Doc Rivers had a terrific three-year run at the Milwaukee school and later Dwyane Wade led Marquette to a final four.
"I called the priest (at school) and he said pray,'' said Rivers with a laugh.
That's about as good of advice anybody had on how to stop Wade, who averaged 33.7 points in his three regular-season meeting with the C's.
Matchup that wasn't
Rajon Rondo is one of the flashiest guards in the NBA with all his no-look passes and fake behind the back passes leading to pretty teardrop shots.
But everybody takes a back seat to Rafer Alston when it comes to the jawdropping schoolyard moves.
Known as "Skip To My Lou," he spawned the And 1 tour.
But the hotheaded Alston, who had been a point guard for the Heat, was suspended for the season when he went AWOL in March. Supposedly he was tending to his twin sister, who was suicidal. But when he didn't contact the club, they cut ties with him.
Back in action
Heat center Jermaine O'Neal, who in his early years with Portland was nearly traded in a blockbuster deal to the Celtics, has had yet another injury-plagued campaign.

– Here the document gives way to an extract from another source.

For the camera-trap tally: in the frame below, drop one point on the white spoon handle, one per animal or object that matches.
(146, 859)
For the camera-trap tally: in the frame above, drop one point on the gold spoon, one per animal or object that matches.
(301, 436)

He only played three games after hyperextending his knee on March 26.
But he was back last night and contributed eight points and seven boards in the first half.
Rondo playing ill
Rajon Rondo wasted no time getting in on the action last night, scoring the first points of the game on an impressive up-and-under layup. It relived some of the concern over his health, as he has been dealing with flu-like symptoms in recent days.
"At least he was able to hold liquids down," said Celtics head coach Doc Rivers prior to the game. "He wasn't for a while. For the last couple days, he wasn't able to keep anything down. That isn't good for him."

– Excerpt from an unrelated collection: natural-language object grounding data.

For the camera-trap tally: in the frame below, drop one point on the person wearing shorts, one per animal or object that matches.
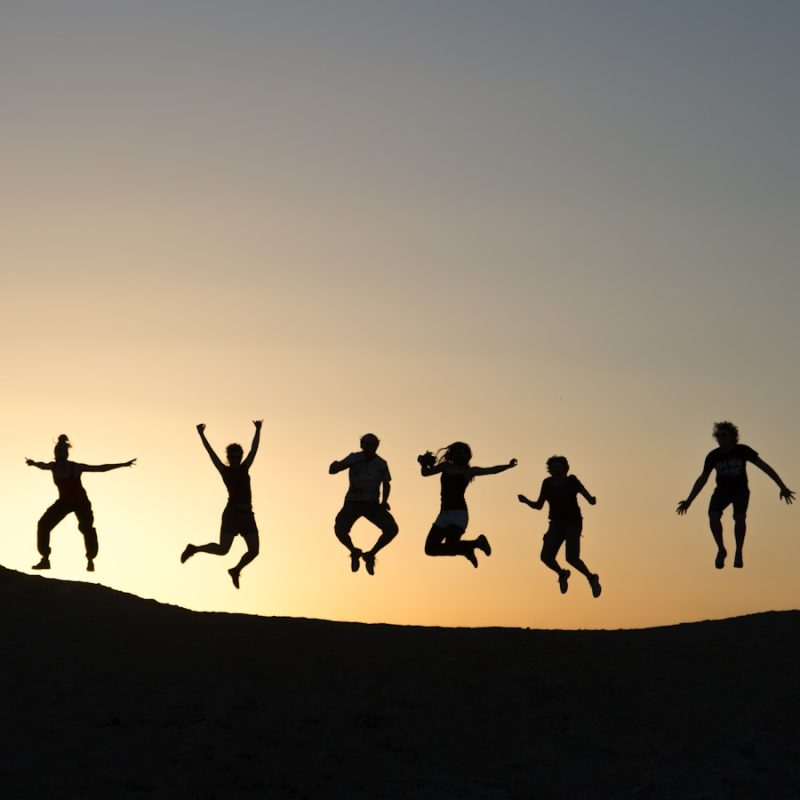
(367, 496)
(560, 491)
(729, 461)
(237, 518)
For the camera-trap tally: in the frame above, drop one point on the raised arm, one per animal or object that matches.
(254, 447)
(491, 470)
(786, 493)
(104, 467)
(201, 429)
(683, 506)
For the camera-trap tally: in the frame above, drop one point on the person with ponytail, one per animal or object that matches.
(72, 499)
(445, 537)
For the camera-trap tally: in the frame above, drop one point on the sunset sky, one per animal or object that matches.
(538, 227)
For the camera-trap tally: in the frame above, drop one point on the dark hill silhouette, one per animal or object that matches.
(108, 695)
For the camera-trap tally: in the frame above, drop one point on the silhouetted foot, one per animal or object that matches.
(188, 553)
(482, 543)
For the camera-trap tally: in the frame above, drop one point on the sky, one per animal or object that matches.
(539, 228)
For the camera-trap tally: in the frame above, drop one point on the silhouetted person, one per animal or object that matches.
(730, 461)
(368, 496)
(237, 517)
(72, 499)
(445, 535)
(560, 491)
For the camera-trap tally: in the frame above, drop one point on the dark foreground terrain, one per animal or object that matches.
(107, 695)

Rondo, of course, was in the starting lineup. And Rivers noted the time of the year helped his cause.
"This is the playoffs,:" said Rivers. "The adrenalin gets going and you make it through."
Rivers said his point guard had been ill early in the day but obviously by the 8 p.m. tip he was much better.
Rondo wasn't the only one dealing with illness. Key bench players Tony Allen and Glen "Big Baby" Davis, who Rivers called the "card-playing crew" were bothered by similar symptoms. Both were in the lineup.
Rivers said the card-playing trio should wear gloves during future card games.
"We're around each other so much, we are on planes together where the air is recycled," noted Celtics guard Ray Allen. "We have to keep ourselves sanitized. Its important for us not to get sick, especially this time of the year. If you get some type of head cold or stress cold, it can take a lot out of you."
Ray takes challenge
Ray Allen knows he has his work cut out when he is charged with guarding Heat superstar Dwyane Wade.
"He's probably the most aggressive cover I have," said Allen. "The way he aggressively gets to the basket, he definitely presents a unique challenge."
Even now, three months from his 35th birthday, Allen remains the
Celtics' most consistent defender, even against the likes of the jet-fast 28-year-old Wade.
Allen will also have to deal with the pesky Wade when he has the ball.
"It doesn't change my job if he is running," said Allen. " When I'm moving up and down the court, if my guy is running from side to side with me, that's good for us when others have the ball."
Life imitates art?
The Celtics' pregame video featured a motivational speech delivered by Sylvester Stallone in the movie "Rocky Balboa" (aka "Rocky 6.")
It seems, unintentionally, to be appropriate. Like Rocky in the latest of his films, the Celtics are a once great champion fighting father time.
Oh, and (spoiler alert) Rocky loses to the much younger and more dynamic opponent at the end of the movie.